Serializability
Serializability Database Transactions Draft
Introduction
- Please read the weak isolation level to understand the need of serializability.
- Serializable isolation is usually regarded as the strongest isolation level. It guarantees that even though transactions may execute in parallel, the end result is the same as if they had executed one at a time, serially, without any concurrency.
- In other words, the database prevents all possible race conditions.
But if serializable isolation is so much better than the mess of weak isolation levels, then why isn’t everyone using it? To answer this question, we need to look at the options for implementing serializability, and how they perform. There are three main approaches to implementing serializability:
- Acutal Serial Execution - Literally executing transactions in a serial order
- Two-phase locking
- Serializable snapshot isolation
Actual Serial Execution
-
The simplest way of avoiding concurrency problems is to remove the concurrency entirely: to execute only one transaction at a time, in serial order, on a single thread.
-
But how can we achieve this or is this even feasible in a real-world scenario?
-
Two developments caused this rethink
- RAM became cheap enough to allow keeping active datasets in memory for many use cases. This speeds up transactions by eliminating disk I/O delays.
- Database designers recognized that OLTP transactions are typically short and involve few reads/writes, while long-running analytic queries are read-only. This led to the separation of these operations, with analytics running on consistent snapshots (using snapshot isolation) outside of the serial execution loop.
-
The approach of executing transactions serially is implemented in VoltDB/H-Store, Redis, and Datomic
A system designed for single-threaded execution can sometimes perform better than a system that supports concurrency, because it can avoid the coordination overhead of locking. However, its throughput is limited to that of a single CPU core. In order to make the most of that single thread, transactions need to be structured differently from their traditional form.
Encapsulating transactions in stored procedures
You might think booking a flight is one big, seamless operation in a database. Early database designers thought so too! But, it turns out humans are slow decision-makers. Imagine a database holding onto all the information for your flight booking while you ponder options! That would be a huge waste of resources.
- For this reason, systems with single-threaded serial transaction processing don’t allow interactive multi-statement transactions.
- Instead, the application must submit the entire transaction code to the database ahead of time, as a stored procedure.
- The differences between these approaches is shown in the figure. Provided that all data required by a transaction is in memory, the stored procedure can execute very fast, without waiting for any network or disk I/O.
Pros and cons of stored procedures
Stored procedures have gained a somewhat bad reputation, for various reasons:
- Each database vendor has its own language for stored procedures (Oracle has PL/SQL, SQL Server has T-SQL, PostgreSQL has PL/pgSQL, etc.). These languages haven’t kept up with developments in general-purpose programming languages.
- Code running in a database is difficult to manage: compared to an application server, it’s harder to debug, more awkward to keep in version control and deploy.
- A badly written stored procedure (e.g., using a lot of memory or CPU time) in a database can cause much more trouble than equivalent badly written code in an application server.”

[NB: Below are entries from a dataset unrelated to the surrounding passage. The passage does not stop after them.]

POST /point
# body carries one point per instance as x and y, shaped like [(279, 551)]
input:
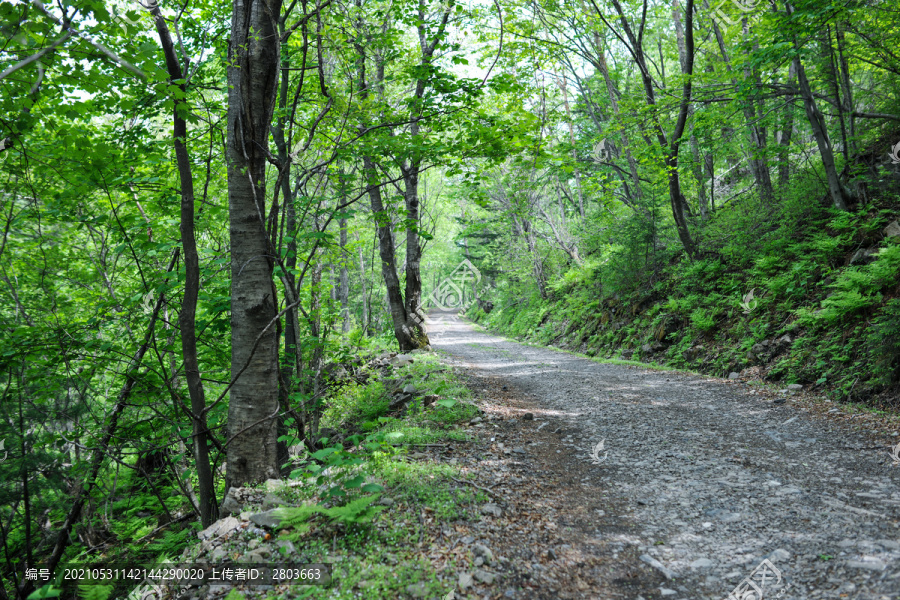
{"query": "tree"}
[(253, 61)]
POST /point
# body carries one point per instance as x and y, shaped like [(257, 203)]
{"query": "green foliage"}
[(47, 591), (94, 592), (355, 512)]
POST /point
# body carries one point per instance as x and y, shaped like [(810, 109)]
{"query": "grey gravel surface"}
[(715, 478)]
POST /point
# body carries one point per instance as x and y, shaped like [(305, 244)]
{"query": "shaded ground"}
[(699, 481)]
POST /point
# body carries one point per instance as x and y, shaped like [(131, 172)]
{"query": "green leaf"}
[(48, 591)]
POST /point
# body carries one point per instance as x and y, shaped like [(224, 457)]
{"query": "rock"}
[(465, 581), (257, 556), (657, 565), (402, 360), (484, 552), (230, 504), (272, 501), (779, 554), (220, 527), (871, 564), (484, 576), (892, 230), (274, 485), (285, 547), (266, 519), (417, 590), (218, 554)]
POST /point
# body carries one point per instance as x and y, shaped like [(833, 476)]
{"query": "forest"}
[(228, 227)]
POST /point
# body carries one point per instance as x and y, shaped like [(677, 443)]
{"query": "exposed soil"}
[(698, 482)]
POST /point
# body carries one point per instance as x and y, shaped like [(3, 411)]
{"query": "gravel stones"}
[(700, 454), (266, 519), (220, 528)]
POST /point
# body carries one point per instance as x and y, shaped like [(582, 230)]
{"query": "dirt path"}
[(699, 481)]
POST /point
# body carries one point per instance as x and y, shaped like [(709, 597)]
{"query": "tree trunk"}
[(364, 320), (414, 315), (759, 166), (845, 84), (253, 398), (787, 131), (188, 317), (820, 132), (344, 287), (388, 261)]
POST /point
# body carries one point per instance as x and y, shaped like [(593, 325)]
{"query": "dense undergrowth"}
[(791, 291), (360, 497)]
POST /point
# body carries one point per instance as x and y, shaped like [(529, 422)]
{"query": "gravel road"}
[(712, 476)]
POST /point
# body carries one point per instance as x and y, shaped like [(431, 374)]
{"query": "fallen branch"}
[(482, 488)]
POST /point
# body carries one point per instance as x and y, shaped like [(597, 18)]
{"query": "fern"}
[(296, 517), (355, 512)]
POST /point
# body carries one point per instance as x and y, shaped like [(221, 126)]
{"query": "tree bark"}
[(820, 132), (787, 131), (344, 283), (253, 398), (188, 317), (759, 166)]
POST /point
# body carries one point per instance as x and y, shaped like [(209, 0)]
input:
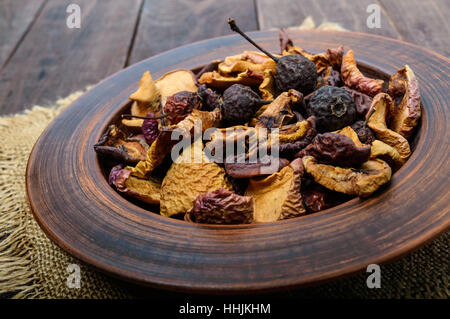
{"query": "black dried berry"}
[(365, 134), (295, 72), (150, 129), (292, 71), (210, 99), (333, 108), (240, 103), (180, 105)]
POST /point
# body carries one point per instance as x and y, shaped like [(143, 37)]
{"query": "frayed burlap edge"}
[(31, 266)]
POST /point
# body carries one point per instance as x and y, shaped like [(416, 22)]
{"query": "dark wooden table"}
[(41, 59)]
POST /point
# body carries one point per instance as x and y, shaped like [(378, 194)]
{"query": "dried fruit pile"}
[(340, 135)]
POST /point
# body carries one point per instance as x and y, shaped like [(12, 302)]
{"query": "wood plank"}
[(422, 22), (351, 15), (54, 61), (16, 16), (167, 24)]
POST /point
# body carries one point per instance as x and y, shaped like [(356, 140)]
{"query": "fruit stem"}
[(235, 28)]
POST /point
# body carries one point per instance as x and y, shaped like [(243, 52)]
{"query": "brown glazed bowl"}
[(75, 206)]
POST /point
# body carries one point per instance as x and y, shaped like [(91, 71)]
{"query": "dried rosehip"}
[(289, 149), (210, 99), (333, 108), (240, 103), (180, 104), (222, 207), (150, 129), (336, 149), (365, 134), (292, 71)]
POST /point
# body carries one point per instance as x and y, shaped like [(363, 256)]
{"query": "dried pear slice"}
[(377, 122), (174, 82), (405, 116), (146, 190), (387, 153), (278, 196), (187, 178), (361, 182), (354, 79)]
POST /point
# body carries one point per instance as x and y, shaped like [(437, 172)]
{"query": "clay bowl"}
[(76, 207)]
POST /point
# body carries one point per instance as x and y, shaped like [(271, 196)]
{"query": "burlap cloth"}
[(32, 266)]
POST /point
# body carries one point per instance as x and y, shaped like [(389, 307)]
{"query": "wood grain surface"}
[(76, 207), (166, 25), (54, 61), (41, 59)]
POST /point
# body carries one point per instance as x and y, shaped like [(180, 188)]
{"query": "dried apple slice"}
[(147, 190), (336, 149), (377, 122), (278, 196), (361, 182), (354, 79), (145, 100), (404, 116), (115, 145), (190, 175), (387, 153), (174, 82)]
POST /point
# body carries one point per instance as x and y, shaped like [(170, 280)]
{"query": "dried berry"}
[(292, 71), (365, 134), (333, 108), (336, 149), (240, 102), (296, 72), (289, 149), (147, 190), (362, 101), (210, 99), (222, 207), (180, 105), (150, 129), (329, 77)]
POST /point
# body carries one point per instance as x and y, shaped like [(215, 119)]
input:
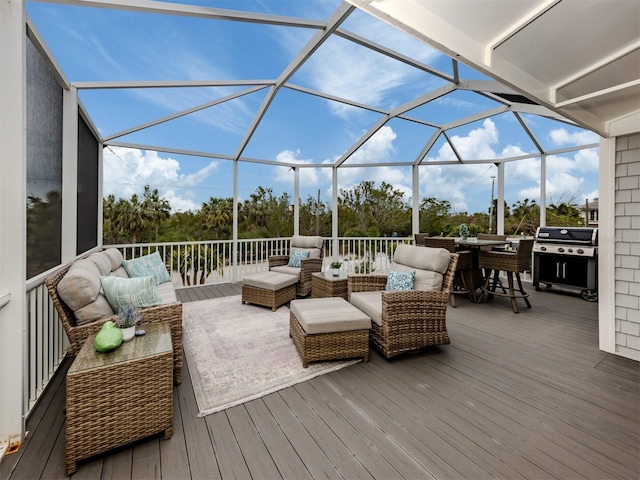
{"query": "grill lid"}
[(570, 235)]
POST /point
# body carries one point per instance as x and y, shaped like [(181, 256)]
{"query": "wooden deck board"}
[(525, 395)]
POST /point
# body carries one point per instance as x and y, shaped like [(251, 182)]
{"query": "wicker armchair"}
[(509, 262), (462, 284), (411, 320), (77, 334), (315, 246)]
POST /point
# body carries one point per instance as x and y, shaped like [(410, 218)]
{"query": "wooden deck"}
[(524, 395)]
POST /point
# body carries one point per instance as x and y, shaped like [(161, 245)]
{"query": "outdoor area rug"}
[(238, 353)]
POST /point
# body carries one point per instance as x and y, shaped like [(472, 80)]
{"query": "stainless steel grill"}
[(568, 257)]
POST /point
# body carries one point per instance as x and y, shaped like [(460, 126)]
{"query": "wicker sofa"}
[(86, 308), (301, 243), (407, 320)]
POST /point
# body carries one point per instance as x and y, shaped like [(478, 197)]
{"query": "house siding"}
[(627, 246)]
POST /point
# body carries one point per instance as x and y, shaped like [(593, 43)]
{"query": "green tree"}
[(155, 208), (218, 217), (434, 215), (381, 210)]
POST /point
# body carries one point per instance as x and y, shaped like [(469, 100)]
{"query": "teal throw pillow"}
[(296, 257), (400, 280), (139, 292), (147, 266)]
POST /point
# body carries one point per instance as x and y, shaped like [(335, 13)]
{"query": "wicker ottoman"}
[(269, 289), (328, 329)]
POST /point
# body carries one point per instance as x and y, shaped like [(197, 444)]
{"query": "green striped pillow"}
[(147, 265), (140, 292)]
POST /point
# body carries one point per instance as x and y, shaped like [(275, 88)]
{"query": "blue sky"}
[(92, 44)]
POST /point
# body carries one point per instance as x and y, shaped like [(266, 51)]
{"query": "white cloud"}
[(128, 170), (560, 136), (308, 176)]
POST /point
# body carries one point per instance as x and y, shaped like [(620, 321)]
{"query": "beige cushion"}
[(115, 256), (295, 271), (95, 310), (327, 315), (119, 272), (102, 262), (422, 258), (270, 280), (80, 285), (304, 242), (429, 264), (370, 303)]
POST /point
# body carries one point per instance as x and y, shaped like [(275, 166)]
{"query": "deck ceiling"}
[(580, 58)]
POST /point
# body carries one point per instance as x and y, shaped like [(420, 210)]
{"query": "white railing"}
[(46, 341), (194, 263)]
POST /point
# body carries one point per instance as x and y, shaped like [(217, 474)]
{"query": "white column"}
[(543, 190), (70, 174), (296, 201), (13, 252), (500, 209), (334, 213), (234, 247), (607, 245), (415, 210)]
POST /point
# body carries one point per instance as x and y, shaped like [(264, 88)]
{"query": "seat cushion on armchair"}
[(288, 270), (430, 265), (369, 303), (311, 243)]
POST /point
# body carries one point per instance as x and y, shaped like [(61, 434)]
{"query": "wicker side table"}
[(119, 397), (325, 284)]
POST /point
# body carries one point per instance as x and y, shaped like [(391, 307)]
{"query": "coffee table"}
[(325, 284), (119, 397)]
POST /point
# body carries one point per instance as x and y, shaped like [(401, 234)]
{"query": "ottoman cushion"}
[(273, 281), (328, 315), (288, 270)]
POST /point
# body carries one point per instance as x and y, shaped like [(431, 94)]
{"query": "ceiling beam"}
[(147, 6)]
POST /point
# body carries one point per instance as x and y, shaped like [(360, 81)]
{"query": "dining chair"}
[(512, 263)]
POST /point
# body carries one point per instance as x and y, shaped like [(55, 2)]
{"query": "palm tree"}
[(155, 208)]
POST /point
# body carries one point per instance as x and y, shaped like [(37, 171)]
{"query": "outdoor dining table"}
[(474, 277)]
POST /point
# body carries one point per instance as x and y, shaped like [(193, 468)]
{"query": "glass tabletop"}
[(156, 340)]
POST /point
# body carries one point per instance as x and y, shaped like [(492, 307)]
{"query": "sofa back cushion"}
[(430, 265), (115, 257), (139, 292), (102, 262), (81, 284), (79, 289), (311, 243)]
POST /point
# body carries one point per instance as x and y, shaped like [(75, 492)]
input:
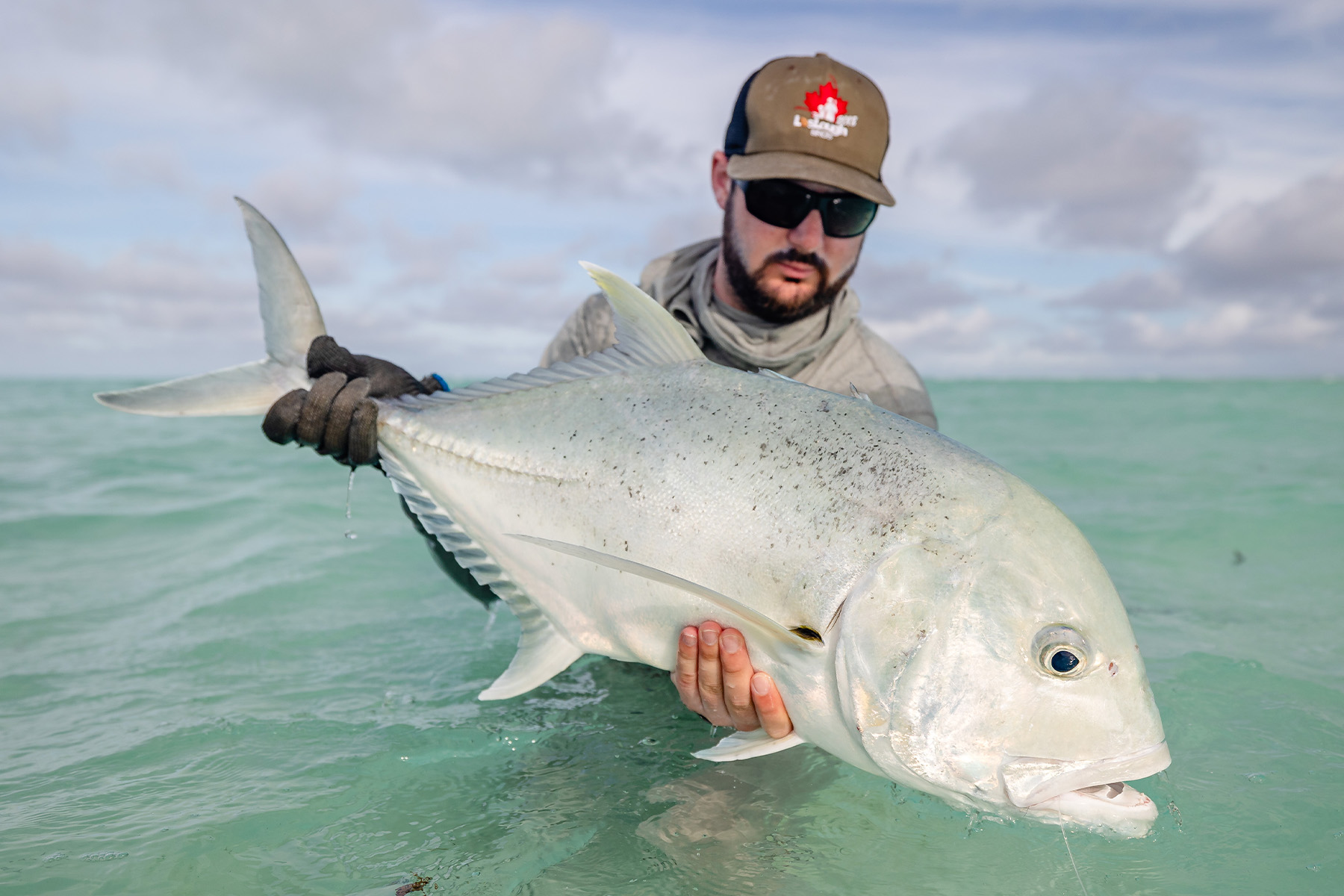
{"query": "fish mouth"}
[(1086, 790)]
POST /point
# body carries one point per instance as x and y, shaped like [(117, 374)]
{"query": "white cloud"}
[(33, 113), (1263, 287), (519, 100), (1097, 164)]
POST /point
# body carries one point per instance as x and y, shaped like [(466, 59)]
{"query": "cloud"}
[(57, 302), (302, 200), (906, 292), (519, 100), (1263, 279), (33, 113), (1293, 240), (1098, 166)]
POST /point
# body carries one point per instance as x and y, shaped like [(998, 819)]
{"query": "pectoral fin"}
[(542, 655), (746, 744)]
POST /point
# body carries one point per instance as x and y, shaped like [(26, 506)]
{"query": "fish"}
[(927, 615)]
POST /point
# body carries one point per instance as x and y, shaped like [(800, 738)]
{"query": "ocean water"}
[(206, 687)]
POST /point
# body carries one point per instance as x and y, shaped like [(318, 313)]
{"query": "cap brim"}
[(801, 167)]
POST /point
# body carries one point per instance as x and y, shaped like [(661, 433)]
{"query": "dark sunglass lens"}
[(848, 215), (777, 202)]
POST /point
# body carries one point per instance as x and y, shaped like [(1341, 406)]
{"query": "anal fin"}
[(747, 744), (542, 655)]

However, these issues can be overcome
- Modern implementations of stored procedures have abandoned PL/SQL and use existing general-purpose programming languages instead: VoltDB uses Java or Groovy, Datomic uses Java or Clojure, and Redis uses Lua.
- With stored procedures and in-memory data, executing all transactions on a single thread becomes feasible. As they don’t need to wait for I/O and they avoid the overhead of other concurrency control mechanisms, they can achieve quite good throughput on a single thread.
- VoltDB also uses stored procedures for replication: instead of copying a transaction’s writes from one node to another, it executes the same stored procedure on each replica.
Partitioning
- Executing all transactions serially makes concurrency control much simpler, but limits the transaction throughput of the database to the speed of a single CPU core on a single machine.
- Read-only transactions may execute elsewhere, using snapshot isolation, but for applications with high write throughput, the single-threaded transaction processor can become a serious bottleneck.
- In order to scale to multiple CPU cores, and multiple nodes, you can potentially partition your data
which is supported in VoltDB.
- If you can find a way of partitioning your dataset so that each transaction only needs to read and write data within a single partition, then each partition can have its own transaction processing thread running independently from the others.
- In this case, you can give each CPU core its own partition, which allows your transaction throughput to scale linearly with the number of CPU cores.